Alphabetisierung ist das mangelnde Interesse am Lesen unter gebildeten Menschen. Alphabetisierungsprogramme konzentrieren sich in der Regel auf die Probleme des Analphabetismus und des funktionalen Analphabetismus, bei denen die Menschen wenig bis gar keine Lesefähigkeit haben. Diese Probleme sind in den Entwicklungsländern am bedeutendsten. Alphabetisierung hingegen ist in den Industrienationen am ausgeprägtesten. Die Verbreitung elektronischer Medien gilt als einer der Hauptfaktoren für den schwindenden Einfluss der geschriebenen Literatur.
Für einen Großteil der Menschheitsgeschichte war Analphabetismus weit verbreitet; nur wohlhabende Leute und Leute in spezialisierten Berufen, wie etwa der Klerus, lernten regelmäßig lesen. Mit dem Aufkommen des Buchdrucks im 15. Jahrhundert wurden schriftliche Materialien erstmals einer breiten Öffentlichkeit zugänglich. Im 19. und 20. Jahrhundert gab es in der industrialisierten Welt Tausende von Zeitschriften, Zeitungen und Buchverlagen. Da schriftliches Material das wichtigste Kommunikationsmittel war, galt die Alphabetisierung als Grundlage einer vollständigen Bildung. In den 1950er Jahren begann das Fernsehen als Ort der Information und Unterhaltung das geschriebene Wort zu verdrängen, später folgten neue elektronische Medien wie der Heimcomputer.

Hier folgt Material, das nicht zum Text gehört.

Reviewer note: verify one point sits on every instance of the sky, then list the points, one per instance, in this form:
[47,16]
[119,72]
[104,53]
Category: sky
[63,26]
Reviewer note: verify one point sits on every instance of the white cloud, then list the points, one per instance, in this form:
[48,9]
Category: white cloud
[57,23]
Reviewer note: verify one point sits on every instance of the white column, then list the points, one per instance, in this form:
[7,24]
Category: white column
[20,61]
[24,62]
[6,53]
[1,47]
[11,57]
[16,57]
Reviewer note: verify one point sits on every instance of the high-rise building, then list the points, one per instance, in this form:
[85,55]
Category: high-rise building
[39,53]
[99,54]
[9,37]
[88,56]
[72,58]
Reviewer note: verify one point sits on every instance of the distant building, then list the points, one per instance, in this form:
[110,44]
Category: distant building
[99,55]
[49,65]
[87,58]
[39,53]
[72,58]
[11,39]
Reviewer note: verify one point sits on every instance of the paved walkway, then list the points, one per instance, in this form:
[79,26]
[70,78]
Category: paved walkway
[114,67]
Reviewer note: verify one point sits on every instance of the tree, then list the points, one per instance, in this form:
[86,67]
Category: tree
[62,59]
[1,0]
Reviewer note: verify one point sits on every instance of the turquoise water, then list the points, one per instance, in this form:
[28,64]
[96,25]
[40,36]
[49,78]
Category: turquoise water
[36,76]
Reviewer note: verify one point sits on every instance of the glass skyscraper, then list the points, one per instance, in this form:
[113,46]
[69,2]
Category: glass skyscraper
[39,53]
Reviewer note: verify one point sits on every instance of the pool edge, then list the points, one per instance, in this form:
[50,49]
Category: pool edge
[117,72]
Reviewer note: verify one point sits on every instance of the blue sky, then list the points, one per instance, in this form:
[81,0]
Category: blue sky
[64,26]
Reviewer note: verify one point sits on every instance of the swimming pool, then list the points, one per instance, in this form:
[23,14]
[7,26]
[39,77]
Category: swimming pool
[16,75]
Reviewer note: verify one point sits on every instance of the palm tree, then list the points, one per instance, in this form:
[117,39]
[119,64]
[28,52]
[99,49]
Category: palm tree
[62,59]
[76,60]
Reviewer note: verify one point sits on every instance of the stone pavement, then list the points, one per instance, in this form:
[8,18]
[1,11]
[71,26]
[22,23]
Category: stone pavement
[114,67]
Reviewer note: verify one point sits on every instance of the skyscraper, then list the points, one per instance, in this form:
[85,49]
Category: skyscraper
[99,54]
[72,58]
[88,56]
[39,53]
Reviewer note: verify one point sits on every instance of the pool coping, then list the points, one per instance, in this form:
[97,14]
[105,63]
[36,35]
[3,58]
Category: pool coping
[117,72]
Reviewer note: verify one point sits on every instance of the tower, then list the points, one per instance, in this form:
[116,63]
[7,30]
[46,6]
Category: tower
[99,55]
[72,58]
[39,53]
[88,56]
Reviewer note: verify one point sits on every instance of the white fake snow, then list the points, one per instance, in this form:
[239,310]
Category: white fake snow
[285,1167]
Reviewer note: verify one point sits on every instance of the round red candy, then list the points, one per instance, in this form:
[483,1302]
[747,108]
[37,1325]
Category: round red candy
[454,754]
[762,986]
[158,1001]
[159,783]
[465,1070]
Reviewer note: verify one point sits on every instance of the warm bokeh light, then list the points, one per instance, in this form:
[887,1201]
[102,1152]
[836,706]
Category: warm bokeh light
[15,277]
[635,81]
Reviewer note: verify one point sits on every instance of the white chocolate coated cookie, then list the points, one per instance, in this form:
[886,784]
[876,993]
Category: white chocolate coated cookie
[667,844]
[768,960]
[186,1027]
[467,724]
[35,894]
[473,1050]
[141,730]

In den frühen 1990er Jahren breitete sich die Computernutzung aus, ein Prozess, der nur durch das Aufkommen des Internets beschleunigt werden sollte. Ungefähr zu dieser Zeit bemerkten Forscher den zunehmenden Trend zur Alphabetisierung. Die Menschen verließen sich mehr und mehr auf visuelle Medien für Nachrichten, Bildung und Erholung, die zuvor von der schriftlichen Literatur bereitgestellt wurden. Dies galt sogar für Lehrer, Redakteure und andere, die für ihren Lebensunterhalt auf eine hohe Alphabetisierung angewiesen waren. Eine Umfrage aus dem Jahr 1999 ergab, dass weniger als die Hälfte der US-Bevölkerung das Lesen zu einem Teil ihrer täglichen Routine machte.
In einer Welt, die eine Vielzahl von visuellen und elektronischen Alternativen zum Lesen bietet, nimmt die Alphabetisierung weiter zu. Viele dieser Alternativen bieten dieselben Informationen wie ihre schriftlichen Gegenstücke, wie beispielsweise Hörbücher oder Filme, die auf populären Romanen basieren. Social-Networking-Websites betonen kurze schriftliche Nachrichten und verzichten dabei oft auf Standardkonventionen der Grammatik. Die rasante Popularität von JK Rowlings Harry-Potter-Buchreihe weckte zu Beginn des 21. Jahrhunderts das Interesse junger Menschen am Freizeitlesen. Dies reichte jedoch nicht aus, um die Buchhandelskette Borders zu retten, die im Jahr 700 2011 Filialen schloss und Insolvenz anmeldete.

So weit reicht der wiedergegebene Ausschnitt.